Same day loans can be an effective source of short-term financing, but it is important to understand the potential penalties associated with repayment. This article has explored the criteria and penalties associated with same day loan repayment, how they compare to each other, and the best ways to avoid them. Additionally, potential penalties for early repayment and the impact on credit score have been discussed, as well as potential alternatives to same day loans.

References:

McDermott, G. (2020). What Is a Same-Day Loan?. Retrieved October 30, 2020, from https://www.valuepenguin.com/loans/what-is-same-day-loan

MyBankTracker. (2020). How to Avoid Payday Loan Penalties. Retrieved October 30, 2020, from https://www.mybanktracker.com/loans/avoid-payday-loan-penalties

NerdWallet (2020). What Is a Missed Payment and How Does It Affect Your Credit?. Retrieved October 30, 2020, from https://www.nerdwallet.com/blog/finance/what-is-a-missed-payment-and-how-does-it-affect-your-credit/

Other related queries

What are the consequences of not repaying a payday loan?

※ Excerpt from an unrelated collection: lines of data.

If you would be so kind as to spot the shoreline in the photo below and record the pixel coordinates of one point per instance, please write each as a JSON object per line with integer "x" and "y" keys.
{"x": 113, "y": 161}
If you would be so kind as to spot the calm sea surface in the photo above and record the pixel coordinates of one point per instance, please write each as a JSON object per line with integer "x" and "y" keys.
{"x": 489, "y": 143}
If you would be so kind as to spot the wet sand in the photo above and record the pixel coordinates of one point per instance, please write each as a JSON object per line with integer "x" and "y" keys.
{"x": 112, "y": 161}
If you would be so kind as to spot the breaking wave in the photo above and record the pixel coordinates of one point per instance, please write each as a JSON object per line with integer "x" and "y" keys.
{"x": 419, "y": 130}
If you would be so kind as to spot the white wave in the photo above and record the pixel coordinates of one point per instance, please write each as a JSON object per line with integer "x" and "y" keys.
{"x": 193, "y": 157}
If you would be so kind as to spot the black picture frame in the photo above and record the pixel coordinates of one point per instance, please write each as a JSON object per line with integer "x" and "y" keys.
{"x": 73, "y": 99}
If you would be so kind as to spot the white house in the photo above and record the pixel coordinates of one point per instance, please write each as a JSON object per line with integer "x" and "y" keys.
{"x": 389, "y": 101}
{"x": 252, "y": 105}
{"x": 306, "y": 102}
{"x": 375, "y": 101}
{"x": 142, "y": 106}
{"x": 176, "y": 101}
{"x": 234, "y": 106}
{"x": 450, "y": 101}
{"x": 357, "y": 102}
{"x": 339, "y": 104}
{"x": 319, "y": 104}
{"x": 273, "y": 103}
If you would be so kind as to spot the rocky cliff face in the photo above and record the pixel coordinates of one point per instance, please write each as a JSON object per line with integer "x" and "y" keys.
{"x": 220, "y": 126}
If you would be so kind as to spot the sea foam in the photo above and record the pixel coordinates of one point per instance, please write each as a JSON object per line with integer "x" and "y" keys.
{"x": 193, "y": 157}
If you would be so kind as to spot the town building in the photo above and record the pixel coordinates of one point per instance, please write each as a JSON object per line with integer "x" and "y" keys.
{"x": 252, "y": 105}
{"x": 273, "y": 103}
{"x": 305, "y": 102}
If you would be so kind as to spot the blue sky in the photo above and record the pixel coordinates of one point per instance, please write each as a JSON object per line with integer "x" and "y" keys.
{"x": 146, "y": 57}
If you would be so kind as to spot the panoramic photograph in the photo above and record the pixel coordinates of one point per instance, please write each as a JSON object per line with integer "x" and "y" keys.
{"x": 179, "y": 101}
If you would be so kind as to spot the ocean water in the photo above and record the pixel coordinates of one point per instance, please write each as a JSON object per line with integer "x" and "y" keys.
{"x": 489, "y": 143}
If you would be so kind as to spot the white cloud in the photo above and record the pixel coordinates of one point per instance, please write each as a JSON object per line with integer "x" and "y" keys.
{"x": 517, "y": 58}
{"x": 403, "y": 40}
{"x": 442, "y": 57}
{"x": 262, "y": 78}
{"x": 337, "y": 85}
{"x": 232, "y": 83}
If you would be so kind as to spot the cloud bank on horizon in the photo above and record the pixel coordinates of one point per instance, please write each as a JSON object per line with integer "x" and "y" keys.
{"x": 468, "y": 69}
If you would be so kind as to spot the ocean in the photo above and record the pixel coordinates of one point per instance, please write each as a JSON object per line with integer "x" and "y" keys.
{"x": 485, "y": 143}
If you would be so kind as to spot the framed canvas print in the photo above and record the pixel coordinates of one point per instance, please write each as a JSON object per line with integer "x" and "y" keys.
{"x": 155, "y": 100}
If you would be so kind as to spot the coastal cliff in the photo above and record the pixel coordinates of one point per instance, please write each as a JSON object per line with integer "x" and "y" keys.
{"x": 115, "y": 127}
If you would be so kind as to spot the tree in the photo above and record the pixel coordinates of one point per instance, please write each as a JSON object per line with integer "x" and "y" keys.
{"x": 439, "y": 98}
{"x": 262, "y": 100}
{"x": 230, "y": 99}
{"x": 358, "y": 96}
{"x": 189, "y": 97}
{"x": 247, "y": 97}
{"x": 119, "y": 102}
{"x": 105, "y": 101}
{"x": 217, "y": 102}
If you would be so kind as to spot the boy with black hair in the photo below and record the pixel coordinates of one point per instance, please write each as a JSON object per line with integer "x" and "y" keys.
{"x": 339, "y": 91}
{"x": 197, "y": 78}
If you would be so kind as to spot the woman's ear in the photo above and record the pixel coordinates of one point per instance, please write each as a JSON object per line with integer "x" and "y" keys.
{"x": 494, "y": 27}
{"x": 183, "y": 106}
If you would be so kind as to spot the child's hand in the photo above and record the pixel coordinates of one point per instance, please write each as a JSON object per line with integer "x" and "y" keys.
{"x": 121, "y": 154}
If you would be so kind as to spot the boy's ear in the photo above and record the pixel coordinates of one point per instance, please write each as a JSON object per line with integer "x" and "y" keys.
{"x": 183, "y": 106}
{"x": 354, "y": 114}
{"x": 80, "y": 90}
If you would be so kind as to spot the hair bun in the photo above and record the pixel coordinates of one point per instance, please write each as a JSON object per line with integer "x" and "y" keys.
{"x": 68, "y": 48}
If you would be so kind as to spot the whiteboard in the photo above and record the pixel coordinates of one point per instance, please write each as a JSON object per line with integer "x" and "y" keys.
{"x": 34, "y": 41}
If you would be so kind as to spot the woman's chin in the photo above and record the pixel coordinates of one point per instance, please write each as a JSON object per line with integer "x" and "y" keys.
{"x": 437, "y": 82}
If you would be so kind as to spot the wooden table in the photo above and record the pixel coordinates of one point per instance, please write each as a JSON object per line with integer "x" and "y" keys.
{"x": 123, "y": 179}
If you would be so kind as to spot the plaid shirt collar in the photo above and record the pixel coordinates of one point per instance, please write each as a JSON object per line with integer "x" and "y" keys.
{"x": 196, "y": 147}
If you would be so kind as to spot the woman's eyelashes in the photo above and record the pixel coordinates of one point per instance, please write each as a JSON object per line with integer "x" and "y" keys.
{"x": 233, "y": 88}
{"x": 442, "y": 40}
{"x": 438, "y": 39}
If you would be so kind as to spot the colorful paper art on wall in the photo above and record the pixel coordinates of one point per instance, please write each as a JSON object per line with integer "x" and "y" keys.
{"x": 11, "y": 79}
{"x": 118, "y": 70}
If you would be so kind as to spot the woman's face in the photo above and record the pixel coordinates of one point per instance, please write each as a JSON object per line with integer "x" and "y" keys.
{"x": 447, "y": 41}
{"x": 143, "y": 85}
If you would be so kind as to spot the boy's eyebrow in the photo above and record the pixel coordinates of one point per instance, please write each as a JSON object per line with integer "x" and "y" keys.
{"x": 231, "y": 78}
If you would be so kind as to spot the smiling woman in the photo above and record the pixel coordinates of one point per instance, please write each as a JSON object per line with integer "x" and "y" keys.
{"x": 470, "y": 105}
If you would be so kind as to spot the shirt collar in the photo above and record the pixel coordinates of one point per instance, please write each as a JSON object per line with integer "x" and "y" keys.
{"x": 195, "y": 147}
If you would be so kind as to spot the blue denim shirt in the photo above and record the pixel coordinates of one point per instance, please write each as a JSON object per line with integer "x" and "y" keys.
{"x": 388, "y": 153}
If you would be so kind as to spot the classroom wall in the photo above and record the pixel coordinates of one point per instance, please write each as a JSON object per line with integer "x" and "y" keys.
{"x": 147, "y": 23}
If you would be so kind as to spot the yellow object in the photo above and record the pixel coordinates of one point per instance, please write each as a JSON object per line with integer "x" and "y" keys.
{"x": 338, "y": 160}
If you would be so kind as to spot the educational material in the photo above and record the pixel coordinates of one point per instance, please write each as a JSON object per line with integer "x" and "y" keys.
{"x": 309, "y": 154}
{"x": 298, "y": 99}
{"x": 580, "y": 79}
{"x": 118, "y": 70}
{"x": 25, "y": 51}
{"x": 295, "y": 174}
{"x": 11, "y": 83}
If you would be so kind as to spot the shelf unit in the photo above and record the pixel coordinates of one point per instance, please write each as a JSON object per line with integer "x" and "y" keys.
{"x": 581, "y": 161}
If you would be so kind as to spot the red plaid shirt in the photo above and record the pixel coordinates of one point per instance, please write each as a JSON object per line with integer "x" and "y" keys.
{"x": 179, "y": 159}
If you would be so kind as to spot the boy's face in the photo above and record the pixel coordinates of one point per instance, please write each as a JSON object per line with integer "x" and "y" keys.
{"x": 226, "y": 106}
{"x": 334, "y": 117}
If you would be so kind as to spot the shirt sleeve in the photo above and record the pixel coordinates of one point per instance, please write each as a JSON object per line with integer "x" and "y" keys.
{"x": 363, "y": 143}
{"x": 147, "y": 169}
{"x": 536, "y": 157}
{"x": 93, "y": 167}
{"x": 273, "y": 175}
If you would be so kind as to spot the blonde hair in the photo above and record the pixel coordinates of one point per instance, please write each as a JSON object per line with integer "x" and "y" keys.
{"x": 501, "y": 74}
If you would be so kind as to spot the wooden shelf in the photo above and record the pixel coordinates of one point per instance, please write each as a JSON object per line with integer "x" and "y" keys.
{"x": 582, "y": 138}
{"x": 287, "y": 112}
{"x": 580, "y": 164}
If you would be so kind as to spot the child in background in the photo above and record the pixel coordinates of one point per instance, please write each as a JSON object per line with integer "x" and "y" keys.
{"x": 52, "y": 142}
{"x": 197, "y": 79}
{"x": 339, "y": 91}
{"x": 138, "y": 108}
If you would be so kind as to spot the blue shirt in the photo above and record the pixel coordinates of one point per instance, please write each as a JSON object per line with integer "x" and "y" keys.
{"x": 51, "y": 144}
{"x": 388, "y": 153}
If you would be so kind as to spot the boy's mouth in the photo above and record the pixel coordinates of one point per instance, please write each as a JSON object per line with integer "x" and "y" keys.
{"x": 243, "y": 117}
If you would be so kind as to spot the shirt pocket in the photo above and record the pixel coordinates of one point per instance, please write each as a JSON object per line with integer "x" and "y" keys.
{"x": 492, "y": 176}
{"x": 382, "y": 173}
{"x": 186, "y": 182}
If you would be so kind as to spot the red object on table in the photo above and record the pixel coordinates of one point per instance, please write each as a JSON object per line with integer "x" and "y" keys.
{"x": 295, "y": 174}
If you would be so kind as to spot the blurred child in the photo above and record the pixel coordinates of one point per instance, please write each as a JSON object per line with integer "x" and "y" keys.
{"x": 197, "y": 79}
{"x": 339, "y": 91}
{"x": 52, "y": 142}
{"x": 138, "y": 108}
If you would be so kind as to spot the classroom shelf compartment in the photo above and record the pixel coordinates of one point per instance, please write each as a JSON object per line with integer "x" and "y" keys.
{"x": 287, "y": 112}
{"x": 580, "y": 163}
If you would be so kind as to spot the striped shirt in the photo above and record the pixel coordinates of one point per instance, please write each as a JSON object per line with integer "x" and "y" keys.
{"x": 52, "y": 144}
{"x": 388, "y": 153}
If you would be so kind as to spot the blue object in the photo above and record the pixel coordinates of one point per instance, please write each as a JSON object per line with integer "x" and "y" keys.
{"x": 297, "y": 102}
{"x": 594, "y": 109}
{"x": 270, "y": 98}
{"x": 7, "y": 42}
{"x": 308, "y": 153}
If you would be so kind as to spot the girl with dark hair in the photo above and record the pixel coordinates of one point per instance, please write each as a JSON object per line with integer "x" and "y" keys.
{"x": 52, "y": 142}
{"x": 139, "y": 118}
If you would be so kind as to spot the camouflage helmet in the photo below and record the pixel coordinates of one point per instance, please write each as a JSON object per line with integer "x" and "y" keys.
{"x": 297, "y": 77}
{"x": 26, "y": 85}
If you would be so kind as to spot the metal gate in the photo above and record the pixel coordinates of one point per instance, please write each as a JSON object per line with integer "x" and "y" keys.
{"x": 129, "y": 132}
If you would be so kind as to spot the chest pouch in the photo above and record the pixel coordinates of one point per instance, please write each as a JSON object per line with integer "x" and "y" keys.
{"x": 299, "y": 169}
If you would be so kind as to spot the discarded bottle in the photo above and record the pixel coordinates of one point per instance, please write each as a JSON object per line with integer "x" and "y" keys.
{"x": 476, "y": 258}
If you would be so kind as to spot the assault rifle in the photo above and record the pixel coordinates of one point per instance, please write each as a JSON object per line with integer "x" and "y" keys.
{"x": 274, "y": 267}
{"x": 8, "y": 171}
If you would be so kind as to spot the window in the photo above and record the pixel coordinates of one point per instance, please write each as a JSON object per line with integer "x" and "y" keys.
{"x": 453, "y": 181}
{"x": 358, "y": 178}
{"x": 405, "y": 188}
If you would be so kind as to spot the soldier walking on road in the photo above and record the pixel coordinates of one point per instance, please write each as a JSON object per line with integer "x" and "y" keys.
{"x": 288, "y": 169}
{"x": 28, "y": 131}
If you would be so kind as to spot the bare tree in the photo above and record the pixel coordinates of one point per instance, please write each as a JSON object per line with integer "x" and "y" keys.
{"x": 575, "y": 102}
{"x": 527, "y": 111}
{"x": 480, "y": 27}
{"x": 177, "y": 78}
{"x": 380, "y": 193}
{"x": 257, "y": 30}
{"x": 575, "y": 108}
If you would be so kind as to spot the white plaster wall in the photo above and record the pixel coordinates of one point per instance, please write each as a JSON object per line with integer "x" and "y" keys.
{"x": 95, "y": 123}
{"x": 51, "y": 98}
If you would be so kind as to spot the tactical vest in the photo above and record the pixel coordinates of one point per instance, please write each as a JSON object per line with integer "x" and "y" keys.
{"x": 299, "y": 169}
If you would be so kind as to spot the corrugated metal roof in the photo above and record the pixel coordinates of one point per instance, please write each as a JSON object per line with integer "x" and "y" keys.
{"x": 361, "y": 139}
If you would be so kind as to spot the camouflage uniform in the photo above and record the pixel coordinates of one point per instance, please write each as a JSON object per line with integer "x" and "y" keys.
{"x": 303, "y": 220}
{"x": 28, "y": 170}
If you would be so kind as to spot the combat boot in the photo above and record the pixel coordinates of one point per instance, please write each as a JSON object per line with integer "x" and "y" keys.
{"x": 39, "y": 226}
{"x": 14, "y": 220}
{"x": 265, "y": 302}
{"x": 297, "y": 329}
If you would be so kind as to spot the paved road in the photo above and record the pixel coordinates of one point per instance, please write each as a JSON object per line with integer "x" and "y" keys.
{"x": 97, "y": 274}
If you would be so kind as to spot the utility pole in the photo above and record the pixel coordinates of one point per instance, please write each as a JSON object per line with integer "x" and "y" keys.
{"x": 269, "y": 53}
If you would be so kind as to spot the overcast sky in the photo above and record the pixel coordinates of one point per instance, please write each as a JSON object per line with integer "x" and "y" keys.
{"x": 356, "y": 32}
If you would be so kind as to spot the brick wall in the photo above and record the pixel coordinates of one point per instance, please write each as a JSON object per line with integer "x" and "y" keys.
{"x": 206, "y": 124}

If you are unable to pay back a payday loan, there can be serious consequences. Payday loans often come with high interest rates and fees, making them difficult to repay. Your account may be sent to a collection agency, which can have a negative impact on your credit score.

What benefits can you gain from paying off a loan ahead of schedule?

Paying off a loan ahead of schedule can bring several benefits. It can lower your total interest charges, reduce your monthly payments, and help you become debt-free faster. Additionally, it can help you establish a positive credit history if you make the payments on time.

What can I do to ensure I make my payment to Speedy Cash on time?

Making your payment on time is easy with Speedy Cash! You can set up automatic payments so that you don’t have to worry about missing a due date. You can also make payments online or in person at any of our convenient locations.

What Can You Do to Avoid Missing a Payment?

Stay on Top of Your Payments

To help avoid missed payments, you should plan ahead. Mark important dates related to your loan in a calendar, set up automatic payments, or ask your lender for reminders. This can help you stay on top of your payments and protect your credit.

What makes payday loans a difficult financial commitment?

High fees and short terms can make it difficult to pay back a payday loan on time. According to the CFPB, more than 4 in 5 payday loans are reborrowed, with nearly 1 in 4 being reborrowed nine or more times.

What steps can I take to overcome a payday loan?

There are some great steps you can take to get yourself out of payday loan debt:

  1. Ask your lender for a repayment plan.
  2. Pay off the loan with a lower interest debt.
  3. Set a goal to not take out any more payday loans.
  4. Pay extra on the loan when you can.
  5. Look into debt settlement or bankruptcy.